Du sang par Ambre

Publié le par Professeur L

Du sang...Je ne voyais que du sang ! Le sang des villageois, le sang des soldats, le sang de mes amis ! Pourquoi ? Pourquoi toutes ces horreurs ? La tranquillité régnait pourtant jusqu'à présent, jusqu'à ce qu'une explosion retentisse. Et là, tout se passa vite, très vite. Les maisons furent envahies, les habitants assassinés. Tous couraient et se battaient. Nos soldats combattaient avec fureur. Soudain, je relevai la tête : un soldat se tenait devant moi. Je ne savais pas de quel village il venait. Je ne voyais pas son bandeau. Mais à ses yeux, je compris qu'il était un ennemi. Il leva son arme, tranchante et déjà pleine de sang, et au moment où je m'attendais à mourir, mon tueur fut projeté à cent mètres loin de moi. Un jeune homme, de tout juste dix-huit ans, un soldat de mon village, avait pris la place de mon ennemi, et me tendait la main. Je la saisis et me levai, encore sous le choc. Doucement, mais toujours sur ses gardes, il m'emmena je ne sais où et demanda :

" Vous allez bien ?

- Oui, répondis-je dans un souffle, mais pourquoi ? Pourquoi tout ça ?

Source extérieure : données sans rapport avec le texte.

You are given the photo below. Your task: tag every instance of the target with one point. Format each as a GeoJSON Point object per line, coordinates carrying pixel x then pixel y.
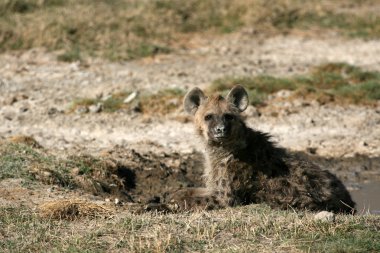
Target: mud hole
{"type": "Point", "coordinates": [136, 177]}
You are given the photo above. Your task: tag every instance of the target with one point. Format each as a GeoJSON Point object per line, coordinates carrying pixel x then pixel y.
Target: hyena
{"type": "Point", "coordinates": [244, 166]}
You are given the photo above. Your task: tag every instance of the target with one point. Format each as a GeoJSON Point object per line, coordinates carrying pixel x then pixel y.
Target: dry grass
{"type": "Point", "coordinates": [331, 82]}
{"type": "Point", "coordinates": [160, 103]}
{"type": "Point", "coordinates": [129, 29]}
{"type": "Point", "coordinates": [254, 228]}
{"type": "Point", "coordinates": [72, 209]}
{"type": "Point", "coordinates": [90, 174]}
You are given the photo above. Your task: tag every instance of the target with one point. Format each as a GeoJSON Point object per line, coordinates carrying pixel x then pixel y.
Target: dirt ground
{"type": "Point", "coordinates": [162, 154]}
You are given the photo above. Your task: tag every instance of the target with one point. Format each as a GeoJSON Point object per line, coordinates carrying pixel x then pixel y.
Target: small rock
{"type": "Point", "coordinates": [131, 97]}
{"type": "Point", "coordinates": [9, 115]}
{"type": "Point", "coordinates": [52, 111]}
{"type": "Point", "coordinates": [106, 97]}
{"type": "Point", "coordinates": [96, 108]}
{"type": "Point", "coordinates": [252, 111]}
{"type": "Point", "coordinates": [324, 216]}
{"type": "Point", "coordinates": [11, 100]}
{"type": "Point", "coordinates": [23, 109]}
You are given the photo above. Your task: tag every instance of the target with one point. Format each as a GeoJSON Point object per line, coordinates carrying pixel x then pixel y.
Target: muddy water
{"type": "Point", "coordinates": [367, 198]}
{"type": "Point", "coordinates": [361, 176]}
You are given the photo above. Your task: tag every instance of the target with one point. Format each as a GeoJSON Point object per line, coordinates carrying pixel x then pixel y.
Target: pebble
{"type": "Point", "coordinates": [96, 108]}
{"type": "Point", "coordinates": [324, 216]}
{"type": "Point", "coordinates": [131, 97]}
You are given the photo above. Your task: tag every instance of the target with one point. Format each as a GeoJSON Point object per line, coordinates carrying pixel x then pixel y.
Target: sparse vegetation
{"type": "Point", "coordinates": [337, 81]}
{"type": "Point", "coordinates": [159, 103]}
{"type": "Point", "coordinates": [254, 228]}
{"type": "Point", "coordinates": [130, 29]}
{"type": "Point", "coordinates": [18, 160]}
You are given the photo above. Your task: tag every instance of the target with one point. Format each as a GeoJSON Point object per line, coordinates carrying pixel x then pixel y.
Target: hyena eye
{"type": "Point", "coordinates": [228, 117]}
{"type": "Point", "coordinates": [208, 117]}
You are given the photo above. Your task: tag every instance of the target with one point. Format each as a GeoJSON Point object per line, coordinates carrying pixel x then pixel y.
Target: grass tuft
{"type": "Point", "coordinates": [163, 102]}
{"type": "Point", "coordinates": [131, 29]}
{"type": "Point", "coordinates": [253, 228]}
{"type": "Point", "coordinates": [336, 81]}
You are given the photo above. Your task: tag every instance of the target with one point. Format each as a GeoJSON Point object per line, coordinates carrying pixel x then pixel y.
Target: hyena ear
{"type": "Point", "coordinates": [239, 97]}
{"type": "Point", "coordinates": [192, 100]}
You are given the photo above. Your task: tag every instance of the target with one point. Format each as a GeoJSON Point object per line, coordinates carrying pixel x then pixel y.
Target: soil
{"type": "Point", "coordinates": [36, 92]}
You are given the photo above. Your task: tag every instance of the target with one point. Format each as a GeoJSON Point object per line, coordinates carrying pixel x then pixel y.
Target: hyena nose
{"type": "Point", "coordinates": [220, 129]}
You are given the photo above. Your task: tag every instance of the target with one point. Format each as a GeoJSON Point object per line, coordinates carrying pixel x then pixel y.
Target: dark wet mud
{"type": "Point", "coordinates": [150, 176]}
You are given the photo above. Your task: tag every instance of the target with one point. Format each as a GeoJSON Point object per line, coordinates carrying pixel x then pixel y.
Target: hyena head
{"type": "Point", "coordinates": [217, 119]}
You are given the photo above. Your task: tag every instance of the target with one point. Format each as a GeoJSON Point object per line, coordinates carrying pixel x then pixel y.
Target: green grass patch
{"type": "Point", "coordinates": [339, 81]}
{"type": "Point", "coordinates": [131, 29]}
{"type": "Point", "coordinates": [254, 228]}
{"type": "Point", "coordinates": [33, 165]}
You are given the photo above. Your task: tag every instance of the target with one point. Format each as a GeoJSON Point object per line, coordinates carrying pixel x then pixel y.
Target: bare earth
{"type": "Point", "coordinates": [36, 92]}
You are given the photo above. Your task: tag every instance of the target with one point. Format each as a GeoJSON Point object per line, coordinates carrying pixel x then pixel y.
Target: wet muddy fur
{"type": "Point", "coordinates": [243, 166]}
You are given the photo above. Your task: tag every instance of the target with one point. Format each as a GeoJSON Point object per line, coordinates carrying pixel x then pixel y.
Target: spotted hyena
{"type": "Point", "coordinates": [244, 166]}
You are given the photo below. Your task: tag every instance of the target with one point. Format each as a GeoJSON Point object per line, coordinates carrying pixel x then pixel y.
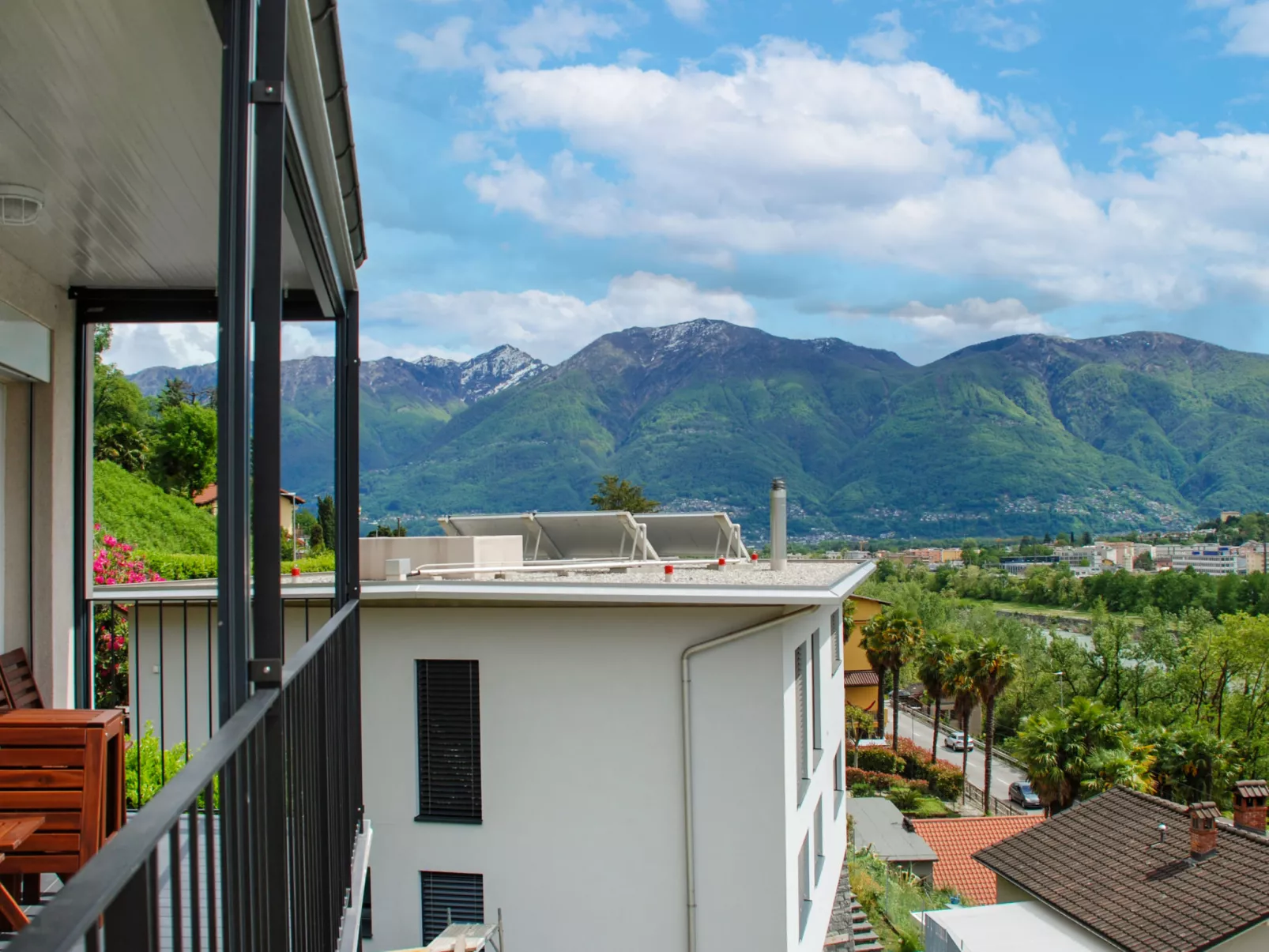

- Le village du Sable nous a déclaré la guerre, répondit-il avec une rage contenue.

- Mais je croyais que le village du Sable et notre village de la Feuille étaient alliés ! m'exclamai-je d'une voix suraigüe.

Avant de me répondre, il appuya sur ma tête pour que je me baisse : une lame d'acier frôla mon crâne : c'était un poignard. Le jeune homme me reprit le bras et me guida à travers les corps et les combats. Au bout de quelques mètres, il se décida à me répondre :

" Il n'y a plus d'alliance entre le Sable et la Feuille. Quelqu'un est arrivé à la tête du Sable, quelqu'un de mauvais, finit-il avec dégoût.

- Ces guerres, ces massacres...Tout ça ne rime à rien ! criai-je en pleurs.

- Les dirigeants, eux, ont un mobile : le pouvoir.

- Toujours le pouvoir ! Ce ne sont que des égoïstes ! Ils devraient préserver une alliance, tous !

- Un jour, un jour peut-être, cela s'arrêtera.", dit-il avec une lueur d'espoir dans les yeux.

Nous arrivâmes dans un bâtiment, un bunker me semblait-il. Des femmes et des enfants y étaient déjà, ainsi que des soldats médecins.

"Je vous laisse ici, dit le jeune homme, je vais récupérer d'autres survivants."

Il partit aussi vite qu'il métait apparu. Je m'évanouis une seconde plus tard, épuisée et couverte de coupures, la tête vibrante de désespoir. Les guerres ne servent qu'à faire du mal, rien que du mal.